Cette suite d’articles semble difficile à situer. Ils ont un
repaire commun : le chemin de Villemoisson par le pont du Breuil
via Longpont et d’autre part à la forêt. L’existence d’une pièce de 60
arpents ; « les jardins de l’hôtel des seigneurs ».
Le5 juillet 1483. « Renonciation faite par Yvonnet
Javary, laboureur demeurant à Grigny au profit de Christophe Fourquaut,
d'une « pourpris » (Ce qui est compris dans) de masures et jardin où
étoit une maison, grange, estable, cour, jardin derrière, contenant 3 arpents
où environ, tenant d'une part au chemin qui va de Villemoisson à Longpont
d'autre part à la forest; plus un jardin, masure, 5 arpents de terre et tous
autres héritages ».
Au même lieu : Le 25 octobre 1483, deux baux au profit
l’un à Pierre de Lanon, laboureur, l’autre à Pierre de la Croix aussi
laboureur, sur une maison, cour, jardin et deux arpents de terre au-dessus.
Puis le 15 novembre 1488, « Acquisition faite par Perrette Hesselin, veuve
de Christophe Fourquaut, tant pour elle que pour ses enfants mineurs, seigneurs
de Villemoisson, de Michel Burelier (où Burdier), demeurant à Petit-Vaux
paroisse d'Epinay.
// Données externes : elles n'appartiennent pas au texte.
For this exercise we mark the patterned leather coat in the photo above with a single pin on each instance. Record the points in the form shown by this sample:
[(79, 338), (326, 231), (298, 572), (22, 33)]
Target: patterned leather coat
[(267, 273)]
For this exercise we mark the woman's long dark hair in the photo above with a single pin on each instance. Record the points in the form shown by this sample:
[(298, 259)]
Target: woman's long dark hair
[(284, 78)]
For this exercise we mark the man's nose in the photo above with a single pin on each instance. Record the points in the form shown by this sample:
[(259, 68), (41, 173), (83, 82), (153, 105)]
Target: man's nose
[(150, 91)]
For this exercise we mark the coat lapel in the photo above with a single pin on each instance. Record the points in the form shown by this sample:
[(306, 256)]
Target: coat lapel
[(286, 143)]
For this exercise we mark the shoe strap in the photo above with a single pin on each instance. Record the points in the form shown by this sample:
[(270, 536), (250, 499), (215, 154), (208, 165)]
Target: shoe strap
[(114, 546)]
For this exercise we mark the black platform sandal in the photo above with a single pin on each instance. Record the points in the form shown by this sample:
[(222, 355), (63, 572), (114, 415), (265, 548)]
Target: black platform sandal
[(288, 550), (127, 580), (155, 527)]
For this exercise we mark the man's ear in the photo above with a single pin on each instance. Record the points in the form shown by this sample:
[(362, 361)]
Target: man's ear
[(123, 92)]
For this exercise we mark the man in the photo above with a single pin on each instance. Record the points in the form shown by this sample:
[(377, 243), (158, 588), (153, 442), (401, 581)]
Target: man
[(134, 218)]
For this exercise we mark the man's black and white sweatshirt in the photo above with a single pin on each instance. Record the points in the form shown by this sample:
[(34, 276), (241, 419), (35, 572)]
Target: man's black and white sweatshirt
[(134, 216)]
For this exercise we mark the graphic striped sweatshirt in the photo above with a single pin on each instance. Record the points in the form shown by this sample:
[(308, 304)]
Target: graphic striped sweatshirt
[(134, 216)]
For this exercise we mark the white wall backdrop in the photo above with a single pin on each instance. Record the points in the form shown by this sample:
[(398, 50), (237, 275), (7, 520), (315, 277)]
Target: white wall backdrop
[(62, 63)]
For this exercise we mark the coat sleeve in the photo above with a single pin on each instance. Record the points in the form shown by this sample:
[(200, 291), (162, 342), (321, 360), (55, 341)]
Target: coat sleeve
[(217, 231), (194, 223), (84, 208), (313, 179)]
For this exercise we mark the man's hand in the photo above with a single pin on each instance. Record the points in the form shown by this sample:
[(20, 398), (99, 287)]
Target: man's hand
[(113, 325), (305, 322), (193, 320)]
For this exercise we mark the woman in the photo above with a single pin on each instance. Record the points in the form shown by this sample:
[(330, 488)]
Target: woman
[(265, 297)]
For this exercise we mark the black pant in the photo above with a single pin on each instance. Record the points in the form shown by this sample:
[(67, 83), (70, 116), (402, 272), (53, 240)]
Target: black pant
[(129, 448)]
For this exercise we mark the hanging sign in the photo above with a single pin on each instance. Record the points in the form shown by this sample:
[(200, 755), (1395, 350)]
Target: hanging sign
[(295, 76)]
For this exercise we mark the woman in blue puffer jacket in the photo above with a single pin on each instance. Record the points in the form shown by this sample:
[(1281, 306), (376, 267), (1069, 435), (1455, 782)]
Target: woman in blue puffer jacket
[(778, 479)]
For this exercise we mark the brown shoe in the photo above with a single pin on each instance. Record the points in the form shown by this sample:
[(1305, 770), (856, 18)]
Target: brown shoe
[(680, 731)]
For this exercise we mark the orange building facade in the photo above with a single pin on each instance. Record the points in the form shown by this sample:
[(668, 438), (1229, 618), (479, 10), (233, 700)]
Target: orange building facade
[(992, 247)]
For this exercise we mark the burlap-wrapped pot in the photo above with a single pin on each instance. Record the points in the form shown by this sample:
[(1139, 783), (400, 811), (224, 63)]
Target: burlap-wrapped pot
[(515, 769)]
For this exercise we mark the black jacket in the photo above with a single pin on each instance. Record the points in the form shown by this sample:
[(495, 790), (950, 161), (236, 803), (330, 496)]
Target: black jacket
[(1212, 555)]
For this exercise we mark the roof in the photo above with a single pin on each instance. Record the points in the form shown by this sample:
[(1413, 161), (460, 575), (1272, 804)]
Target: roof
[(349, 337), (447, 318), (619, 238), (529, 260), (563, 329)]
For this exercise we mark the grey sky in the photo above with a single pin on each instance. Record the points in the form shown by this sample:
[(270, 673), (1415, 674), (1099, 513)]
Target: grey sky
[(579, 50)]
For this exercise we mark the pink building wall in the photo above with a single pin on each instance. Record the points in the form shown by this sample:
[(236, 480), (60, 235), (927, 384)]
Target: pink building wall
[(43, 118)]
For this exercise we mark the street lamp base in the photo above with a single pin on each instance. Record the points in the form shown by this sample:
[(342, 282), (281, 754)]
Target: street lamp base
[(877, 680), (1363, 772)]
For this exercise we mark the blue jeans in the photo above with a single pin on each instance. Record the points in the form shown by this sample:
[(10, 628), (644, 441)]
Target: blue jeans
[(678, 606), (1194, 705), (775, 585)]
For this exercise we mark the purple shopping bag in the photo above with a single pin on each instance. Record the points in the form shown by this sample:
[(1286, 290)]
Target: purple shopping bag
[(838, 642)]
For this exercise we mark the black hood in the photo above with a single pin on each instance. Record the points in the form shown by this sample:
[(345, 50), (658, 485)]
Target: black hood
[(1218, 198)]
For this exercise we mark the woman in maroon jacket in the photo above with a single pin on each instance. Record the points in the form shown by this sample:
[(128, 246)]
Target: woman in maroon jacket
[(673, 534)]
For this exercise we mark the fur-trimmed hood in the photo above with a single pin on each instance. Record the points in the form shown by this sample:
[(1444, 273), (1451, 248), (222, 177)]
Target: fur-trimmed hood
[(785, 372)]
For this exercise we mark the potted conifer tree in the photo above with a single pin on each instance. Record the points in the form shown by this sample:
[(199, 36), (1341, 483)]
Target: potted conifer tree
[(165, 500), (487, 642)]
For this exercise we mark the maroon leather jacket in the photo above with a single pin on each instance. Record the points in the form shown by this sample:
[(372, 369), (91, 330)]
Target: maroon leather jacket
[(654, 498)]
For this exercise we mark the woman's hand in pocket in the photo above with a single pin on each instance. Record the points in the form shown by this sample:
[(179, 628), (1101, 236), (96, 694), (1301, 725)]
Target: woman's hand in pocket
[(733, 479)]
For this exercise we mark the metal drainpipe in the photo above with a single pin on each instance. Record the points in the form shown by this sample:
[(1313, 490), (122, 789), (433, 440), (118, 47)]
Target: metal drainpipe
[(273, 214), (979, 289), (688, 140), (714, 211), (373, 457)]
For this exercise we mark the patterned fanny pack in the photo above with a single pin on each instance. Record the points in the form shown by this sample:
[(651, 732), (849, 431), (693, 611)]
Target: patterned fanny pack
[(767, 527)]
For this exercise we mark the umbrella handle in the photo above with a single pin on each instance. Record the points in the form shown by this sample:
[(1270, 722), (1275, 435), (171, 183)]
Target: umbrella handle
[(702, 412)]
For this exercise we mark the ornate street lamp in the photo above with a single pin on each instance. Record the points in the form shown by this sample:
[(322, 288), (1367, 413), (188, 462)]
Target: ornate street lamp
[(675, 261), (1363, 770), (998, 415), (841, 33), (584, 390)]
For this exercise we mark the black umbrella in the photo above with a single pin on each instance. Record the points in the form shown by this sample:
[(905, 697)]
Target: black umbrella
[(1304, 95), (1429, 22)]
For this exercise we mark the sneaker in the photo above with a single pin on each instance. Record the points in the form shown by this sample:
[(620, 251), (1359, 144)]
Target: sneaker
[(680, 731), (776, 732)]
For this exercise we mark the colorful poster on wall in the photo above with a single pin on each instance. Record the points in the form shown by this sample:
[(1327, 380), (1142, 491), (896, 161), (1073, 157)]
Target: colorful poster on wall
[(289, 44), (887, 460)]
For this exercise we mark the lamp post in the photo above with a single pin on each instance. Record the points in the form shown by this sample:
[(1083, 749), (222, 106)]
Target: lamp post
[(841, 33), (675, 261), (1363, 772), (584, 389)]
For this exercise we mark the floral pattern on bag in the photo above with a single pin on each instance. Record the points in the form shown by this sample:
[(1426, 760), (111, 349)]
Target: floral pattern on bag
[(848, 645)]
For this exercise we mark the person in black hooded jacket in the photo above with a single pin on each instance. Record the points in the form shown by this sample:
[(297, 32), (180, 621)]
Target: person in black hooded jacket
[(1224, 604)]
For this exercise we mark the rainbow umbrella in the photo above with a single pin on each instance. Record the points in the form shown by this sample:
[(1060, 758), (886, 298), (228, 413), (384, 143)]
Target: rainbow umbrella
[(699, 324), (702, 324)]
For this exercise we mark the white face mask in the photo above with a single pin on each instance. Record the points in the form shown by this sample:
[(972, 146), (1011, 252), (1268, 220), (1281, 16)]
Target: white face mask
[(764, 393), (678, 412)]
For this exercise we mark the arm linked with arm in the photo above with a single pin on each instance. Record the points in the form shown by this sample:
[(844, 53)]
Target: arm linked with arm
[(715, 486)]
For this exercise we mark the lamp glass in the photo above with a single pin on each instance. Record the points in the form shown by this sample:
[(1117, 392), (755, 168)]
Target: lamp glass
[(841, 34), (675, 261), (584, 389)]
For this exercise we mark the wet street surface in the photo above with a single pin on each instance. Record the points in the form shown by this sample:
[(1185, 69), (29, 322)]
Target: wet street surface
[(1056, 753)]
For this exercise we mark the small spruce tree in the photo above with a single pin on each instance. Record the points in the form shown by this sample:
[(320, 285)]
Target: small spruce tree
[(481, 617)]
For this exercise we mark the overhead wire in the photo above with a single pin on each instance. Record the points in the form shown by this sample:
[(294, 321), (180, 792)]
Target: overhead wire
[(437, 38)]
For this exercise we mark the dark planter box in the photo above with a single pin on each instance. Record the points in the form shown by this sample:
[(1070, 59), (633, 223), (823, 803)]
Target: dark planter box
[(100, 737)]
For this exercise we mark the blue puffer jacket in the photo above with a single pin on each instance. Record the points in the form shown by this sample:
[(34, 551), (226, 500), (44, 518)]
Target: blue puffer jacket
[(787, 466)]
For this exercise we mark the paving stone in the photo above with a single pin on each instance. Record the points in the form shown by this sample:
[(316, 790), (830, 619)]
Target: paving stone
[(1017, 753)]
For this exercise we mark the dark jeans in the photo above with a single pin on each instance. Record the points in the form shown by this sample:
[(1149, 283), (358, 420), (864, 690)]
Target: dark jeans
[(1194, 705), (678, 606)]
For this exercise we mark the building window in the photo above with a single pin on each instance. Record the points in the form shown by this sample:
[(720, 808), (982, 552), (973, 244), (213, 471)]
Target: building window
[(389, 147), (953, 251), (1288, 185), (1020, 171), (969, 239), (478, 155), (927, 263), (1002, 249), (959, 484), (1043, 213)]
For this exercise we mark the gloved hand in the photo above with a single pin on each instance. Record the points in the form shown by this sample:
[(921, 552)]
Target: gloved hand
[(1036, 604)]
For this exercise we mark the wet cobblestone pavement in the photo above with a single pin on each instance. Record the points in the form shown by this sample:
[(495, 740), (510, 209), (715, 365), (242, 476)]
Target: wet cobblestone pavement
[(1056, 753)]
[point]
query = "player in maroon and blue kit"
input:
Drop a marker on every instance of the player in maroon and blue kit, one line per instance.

D'une maison masure, cour et jardin. Tenant ces deux
articles aux jardins de l'hôtel desdits seigneurs, et au chemin par lequel on
va au pont du Breuil d'une part, et d'autre à la forest desdits seigneurs; d'un
bout aux 60 arpents de monseigneur Antoine de Châtillon et sa femme, et d'autre
aux seigneurs de Villemoisson ». (Les jardins des seigneurs sont peut-être
en haut de la rue Ferrande et 60 arpents au-dessus des Grandes masures).